Bing Crosby chronology
| The Small One (1947) | The Man Without a Country (Bing Crosby album) (1947) | Drifting and Dreaming (1947) |

= The Man Without a Country (album) =

 The Man Without a Country is a studio album of phonograph records by Bing Crosby of the famous 1863 Edward Everett Hale short story released September 15, 1947. The story had been adapted as a poetic narrative by Jean Holloway. The album was produced and directed by Paramount Pictures producer Robert Welch with musical accompaniment from Victor Young and His Orchestra.

==Track listing==
These songs were featured on a two-disc twelve-inch, 78 rpm album set, Decca Album No. DAU-3. The album was auto-coupled for ease of playing with a record changer. Parts one and two were recorded on June 13, 1947, and parts three and four on June 16, 1947.

Disc 1: (90013)

Disc 2: (90014)

==Cast==
- Bing Crosby: Narrator
- Frank Lovejoy: Philip Nolan
- Joan Banks: Ann
- Griff Barnett: Judge
- Gale Gordon: Captain
- Norman Fields: Attorney
- Jack Webb, Ira Grossel, Frank Gerstle: voices

==Radio broadcast==
Bing Crosby specially presented this patriotic piece on his Philco show of November 26, 1947 on the eve of Thanksgiving and although basically the same as the commercial issue, a different cast lead to an alternative interpretation. There were also differences in scripting, particularly in Crosby’s narration which had been somewhat amplified. This led to an interesting review by Variety:

"Bing Crosby was impressive on his Philco Show, Wednesday night (26th) on ABC, as the narrator of Jean Holloway’s dramatisation of Edward Everett Hale’s, ‘The Man Without a Country’. There was one other notable aspect of the broadcast.
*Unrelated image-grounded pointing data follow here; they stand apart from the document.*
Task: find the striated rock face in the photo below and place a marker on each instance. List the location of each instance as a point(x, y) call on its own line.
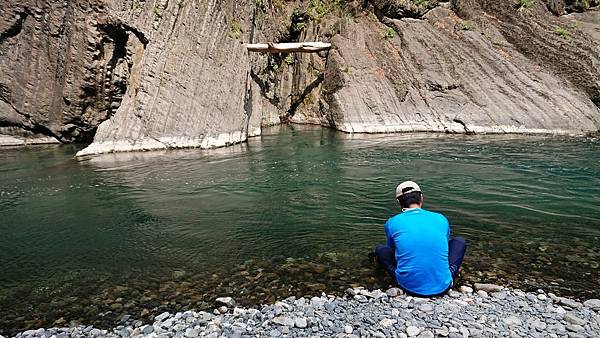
point(65, 68)
point(434, 76)
point(190, 85)
point(138, 75)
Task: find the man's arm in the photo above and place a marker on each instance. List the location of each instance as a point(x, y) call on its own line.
point(390, 240)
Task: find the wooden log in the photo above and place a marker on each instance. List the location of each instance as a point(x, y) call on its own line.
point(292, 47)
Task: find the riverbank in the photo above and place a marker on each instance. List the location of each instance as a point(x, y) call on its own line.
point(483, 310)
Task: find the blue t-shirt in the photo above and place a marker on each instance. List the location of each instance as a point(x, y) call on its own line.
point(420, 241)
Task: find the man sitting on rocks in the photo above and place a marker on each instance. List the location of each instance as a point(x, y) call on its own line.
point(419, 254)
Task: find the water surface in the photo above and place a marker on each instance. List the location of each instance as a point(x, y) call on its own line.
point(292, 212)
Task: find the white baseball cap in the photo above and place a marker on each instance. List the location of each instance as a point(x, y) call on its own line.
point(406, 187)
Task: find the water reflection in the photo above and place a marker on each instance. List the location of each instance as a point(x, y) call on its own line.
point(291, 212)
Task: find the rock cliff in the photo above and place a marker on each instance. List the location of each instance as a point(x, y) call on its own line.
point(137, 75)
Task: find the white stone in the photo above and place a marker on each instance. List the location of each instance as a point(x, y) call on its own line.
point(512, 321)
point(573, 319)
point(300, 322)
point(592, 303)
point(386, 322)
point(488, 287)
point(466, 289)
point(283, 320)
point(228, 301)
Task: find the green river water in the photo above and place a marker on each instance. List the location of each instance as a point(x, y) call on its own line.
point(293, 212)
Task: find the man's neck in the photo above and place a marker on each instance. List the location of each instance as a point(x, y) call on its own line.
point(412, 206)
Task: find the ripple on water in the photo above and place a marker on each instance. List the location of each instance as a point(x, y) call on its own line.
point(291, 212)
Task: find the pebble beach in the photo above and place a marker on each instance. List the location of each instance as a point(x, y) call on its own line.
point(480, 310)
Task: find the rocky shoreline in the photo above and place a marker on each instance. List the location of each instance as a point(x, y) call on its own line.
point(481, 310)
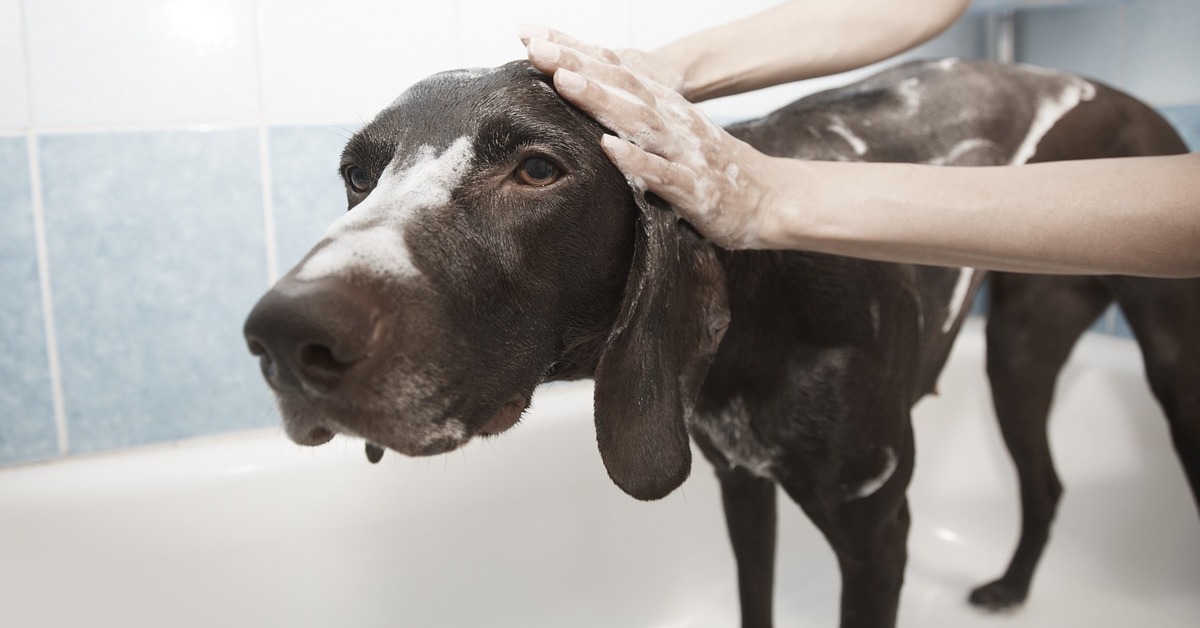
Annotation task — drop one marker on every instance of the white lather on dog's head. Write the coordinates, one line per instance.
(491, 246)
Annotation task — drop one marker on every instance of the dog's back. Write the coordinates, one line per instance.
(843, 347)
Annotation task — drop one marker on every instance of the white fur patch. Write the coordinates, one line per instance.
(876, 483)
(451, 430)
(959, 298)
(910, 95)
(731, 434)
(1050, 111)
(856, 143)
(371, 237)
(961, 149)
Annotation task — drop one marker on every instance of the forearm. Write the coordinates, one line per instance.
(1134, 216)
(803, 39)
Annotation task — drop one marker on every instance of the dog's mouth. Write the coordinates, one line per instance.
(503, 419)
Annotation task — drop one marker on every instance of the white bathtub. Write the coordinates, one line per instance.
(526, 530)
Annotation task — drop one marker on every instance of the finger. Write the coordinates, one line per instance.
(533, 31)
(618, 111)
(651, 172)
(549, 58)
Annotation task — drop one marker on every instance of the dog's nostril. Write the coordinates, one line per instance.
(321, 358)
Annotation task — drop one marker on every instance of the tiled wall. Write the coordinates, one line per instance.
(162, 160)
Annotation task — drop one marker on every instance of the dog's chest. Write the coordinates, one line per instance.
(731, 432)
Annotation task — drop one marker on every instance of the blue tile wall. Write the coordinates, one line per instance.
(27, 407)
(1186, 120)
(306, 190)
(156, 253)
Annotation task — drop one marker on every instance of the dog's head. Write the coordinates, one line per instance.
(491, 246)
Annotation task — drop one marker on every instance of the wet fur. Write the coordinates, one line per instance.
(787, 369)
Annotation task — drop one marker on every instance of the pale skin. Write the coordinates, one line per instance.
(1129, 216)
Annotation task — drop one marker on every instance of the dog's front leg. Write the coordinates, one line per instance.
(869, 536)
(750, 519)
(750, 516)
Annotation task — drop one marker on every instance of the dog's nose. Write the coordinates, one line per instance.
(309, 335)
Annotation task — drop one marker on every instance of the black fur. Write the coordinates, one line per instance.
(787, 369)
That was the impression on the listener, particularly during the present emphasis on patriotism, of the familiar story of Philip Nolan’s disgrace. There has always been something disturbing about that notorious incident but this broadcast suggested, as never before, (not even on several previous presentations of the same script) that the punishment imposed on Nolan was inhumanely cruel. It was deliberate and unrelenting and only death brought relief for the officer who, on thoughtless impulse, wished never to hear of the United States again. No one could seriously have thought Nolan really have meant what he had blurted out in a moment of rage. In fact, as Hale’s account says, Nolan’s epitaph contained the statement that no man ever loved America more than he. Only the most supremely self-righteous patriot would willingly face the same strict accountability of his everyday reckless word that Philip Nolan faced and this broadcast suggested that in the case of ‘The Man Without A Country, the intended villain emerged a finer figure than did the zealots who judged him."

==Other releases==
The album was transferred to a dual 10" LP along with the What We So Proudly Hail 78 rpm set in 1950 with the catalogue number Decca 'DL 8020.

The recording was rebroadcast as part of a 1954 Memorial Day edition of the WNBC poetry radio program Anthology.

"The Man Without a Country" first appeared on CD on Jonzo's The Chronological Bing Crosby Vol. 45 (JZCD-45).